God really did- does- love us (and the world) so much that God gave his only begotten Son so that we, who believe in him, should have everlasting life.

 

I rest, knowing, by faith, that this is true.

 

But life, my friends, isn’t all amazing sunrises revealing surprisingly empty tombs.  It is ordinary.  Muddy. Filled with cornflakes and fiber supplements, and brushing our teeth.  It is the same commute for years on end, spaghetti on Wednesdays, kids with scraped knees, leaves that need raking, and snow that comes after you’ve retired the snow shovels to the basement for the season.  Life is ordinary. Routine, for the most part… and we aren’t worn out running each morning to the tomb to discover, anew, that God has eclipsed reason again, and Christ is alive.

 

We seek homeostasis. We like some amount of routine.
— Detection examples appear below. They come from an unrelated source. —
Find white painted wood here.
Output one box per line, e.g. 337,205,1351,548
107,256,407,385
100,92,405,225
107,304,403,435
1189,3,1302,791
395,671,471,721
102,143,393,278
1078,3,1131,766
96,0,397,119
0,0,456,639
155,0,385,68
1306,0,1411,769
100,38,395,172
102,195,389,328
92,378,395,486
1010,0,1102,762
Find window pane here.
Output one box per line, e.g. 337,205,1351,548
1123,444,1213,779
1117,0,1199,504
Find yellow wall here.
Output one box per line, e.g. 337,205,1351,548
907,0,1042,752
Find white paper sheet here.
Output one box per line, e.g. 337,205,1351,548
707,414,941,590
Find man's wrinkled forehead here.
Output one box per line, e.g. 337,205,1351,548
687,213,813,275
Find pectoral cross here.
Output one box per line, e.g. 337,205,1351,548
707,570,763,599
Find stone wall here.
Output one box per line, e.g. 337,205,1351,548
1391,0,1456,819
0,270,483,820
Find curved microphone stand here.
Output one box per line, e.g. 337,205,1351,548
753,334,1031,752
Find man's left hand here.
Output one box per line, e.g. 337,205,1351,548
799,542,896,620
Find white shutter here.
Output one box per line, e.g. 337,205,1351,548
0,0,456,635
Our bodies are wired to handle excitement for just so long- about 20 minutes- before we seek to adjust to “normal” again. (This was determined in a study of shoppers, bargains and impulse buying, but I am loathe to go on and find myself connecting dots between the resurrection and experiments with new shoes or golf clubs at reduced prices….)

 

We know that when we are physiologically excited, the body releases chemicals into the brain that stimulate emotions, reduce conscious control, and create ‘readiness for action.’ Adrenaline is activated which increases oxygen and glucose flow, our pupil dilate, our digestion pauses, and our heart rates and breathing ramp up. But we can’t maintain it.

20 minutes.

 

And then, we’re back at the kitchen table with the cornflakes.

 

////

 

Today I want to proclaim to you the holiness of cornflakes.

 

Yup.

 

I want you to know that the first resurrection of our Lord from the dead was a shining God moment for all time… and…

 

… that we have God moments happening all around us, every day, in every place that we tread, in every moment.  I have 640 ways to prove it to you:

 

As Ash Wednesday approached this past February, I found myself ruminating over what to do. What kind of new self-discipline could I take on that would assist me in fulfilling the Lenten charge (we call it an “invitation”) to self-examination and repentance, prayer, fasting and self-denial, reading and meditating on God and God’s Holy Word?

 

I decided to create a project that I called God 640.

 

I discovered that there are 640 hours if you count the hours between 5 AM and 8 PM Monday-Saturday for the 40 days of Lent.  640 opportunities to pause, take stock, look around, and find Christ, God, Jesus, the Sacred… in my midst.

 

So a got a little notebook (two, actually), and started recording:   “5 AM.  Waking. God in the sense of being cradled in warmth and comfort.  10 AM. Driving.  God in the beauty of the sun lighting up the mountains of our Northern Tier.  2 PM A difficult meeting.  God in giving me strength to speak the truth in love.  7 PM dinner.  A beautiful vegetable stir-fry.  God in the bounty of our fields and farms.”

 

And so it went. 40 days.  640 entries.

 

At the end of it (just last night at 8 PM) I came to a new appreciation of the ordinariness of our days, and the God-soaked moments in which we need only focus for a moment to find grace.

 

God 640.

 

Today, we celebrate God: 1 spectacular moment. The Resurrection.

 

Allow it to excite you, revive you, feed you, inspire you.

And know that in all of the other moments, there is resurrection power, too.

 

Look around. You will see it.  You will feel it.

 

And your life will be changed.

 

Alleluia!  Christ is risen!

The Lord is risen, indeed, Alleluia!